Di dalam Undang Undang Kesehatan, pasien pasien yang berada dalam keadaan gawat darurat  itu sebetulnya menjadi tanggung jawab rumah sakit atau Fasilitas Pelayanan Kesehatan untuk menanganinya, tidak boleh ada yang menolak dan juga dilarang mendahulukan segala urusan urusan administratif ( termasuk uang biaya ) sehingga menyebabkan tertundanya Pelayanan Kesehatan demi menyelamatkan jiwa pasien.
Namun, karena didorong oleh  rasa kemanusiaan dan tanggung jawab moral profesi, Jumraini akhirnya bersedia -- dengan fasilitas dan sarana  yang sangat terbatas -- mengulurkan tangannya untuk membantu pasien Alex.
Karena itulah, Jumraini tidak bisa didakwa telah melakukan kelalaian dengan membiarkan orang lain dalam keadaan sengsara atau bahaya dan tidak memberikan pertolongan kepadanya yang mengacu kepada pasal 531 dan 304 KUHP. Jumraini melakukan tindakan medis merawat luka pasien Alex sesuai dengan standar kompetensi dan standar pelayanan yang sesuai.

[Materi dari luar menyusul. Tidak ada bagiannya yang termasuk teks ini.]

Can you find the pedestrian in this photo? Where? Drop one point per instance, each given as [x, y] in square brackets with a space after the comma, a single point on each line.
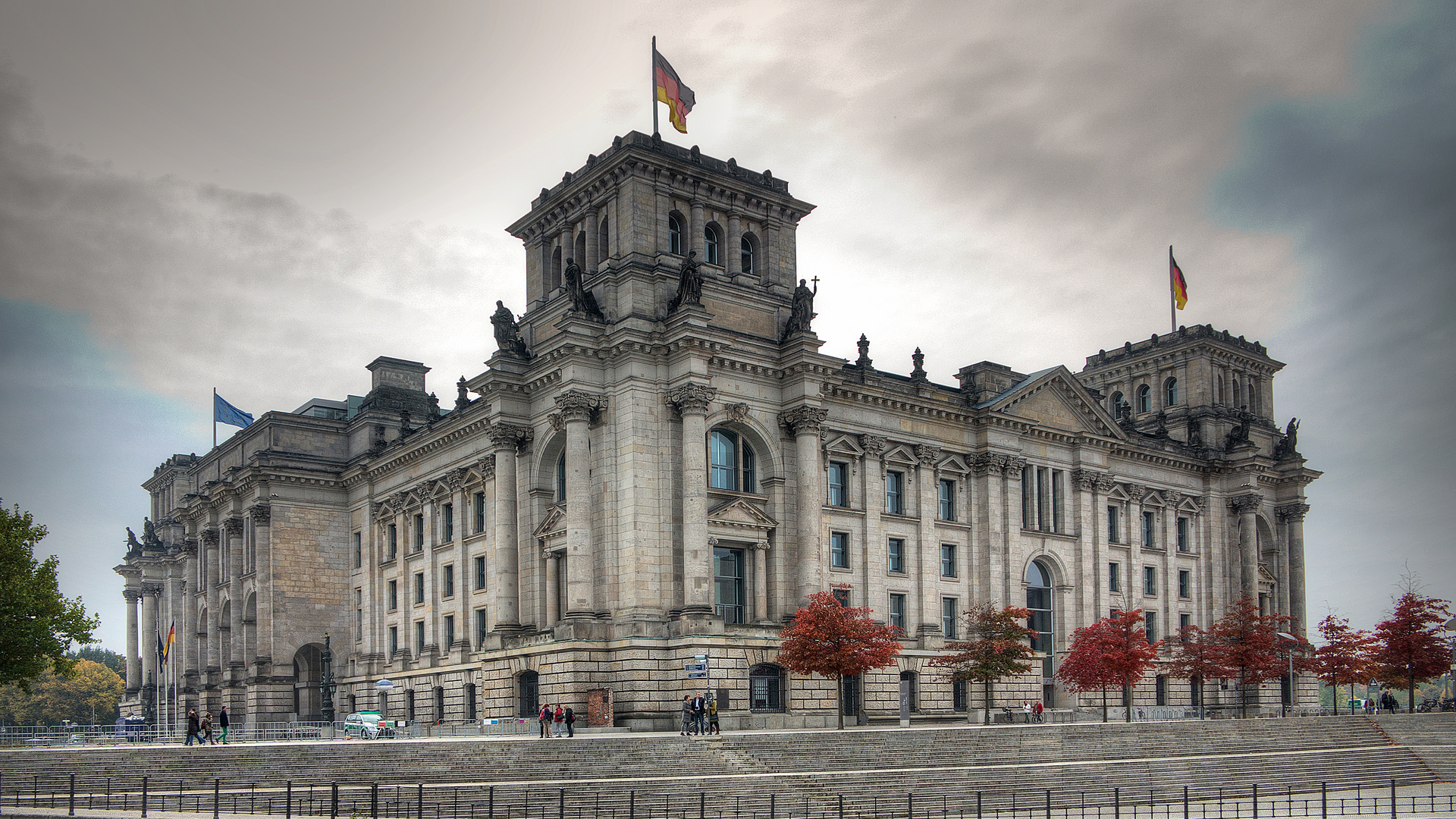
[194, 726]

 Namun, di dalam sidang pengadilan, Jumraini diputus bersalah oleh hakim karena terbukti memenuhi unsur kesalahan yang termaktub pada pasal 46 ayat 1 Undang Undang No. 36 Tahun 2014 yakni menyatakan bahwa setiap Tenaga Kesehatan yang menyelenggarakan praktek wajib memiliki izin. Izin yang dimaksud tersebut berbentuk Surat Izin Praktik  ( dalam hal ini, SIPP)  yang dibunyikan pada pasal 46 ayat 1 Undang Undang Tenaga Kesehatan.
Dalam kasus ini, Jumraini disebut sebut dengan sengaja melakukan perawatan terhadap Alex karena adanya desakan Arena adik Alex, sehingga Jumraini dinilai telah lalai dan melakukan perawatan secara langsung tanpa ada izin praktik.
Jumraini juga didakwa melanggar pasal 359 dan 360 KUHP yang berbunyi 'Barangsiapa apabila melakukan kesalahan sehingga berdampak pada kematian seseorang maka akan di pidana penjara selama 5 tahun atau dengan kurungan selama 1 tahun'
Selain itu juga diatur dalam pasal 84 UU No 36 Tahun 2014 tentang Tenaga Kesehatan yang menyatakan bahwa setiap tenaga kesehatan yang apabila melakukan kelalaian berat sehingga membuat pasien tersebut luka berat maka akan di pidana penjara selama lama nya 3 tahun, namun apabila kelalaian berat tersebut mengakibatkan pasien meninggal dunia maka akan dipidana selama lamanya 5 tahun.
Kita tidak sependapat dengan  pertimbangan hakim tersebut karena beberapa alasan berikut :
Jumraini melakukan tindakan medis untuk membantu atau memberikan pertolongan terhadap pasien Alex di luar rumah sakit tempat dia bekerja. Dia melakukan tindakan  medis tersebut bukanlah pada Praktik Mandiri. Dia memang tidak memiliki SIPP di tempat itu.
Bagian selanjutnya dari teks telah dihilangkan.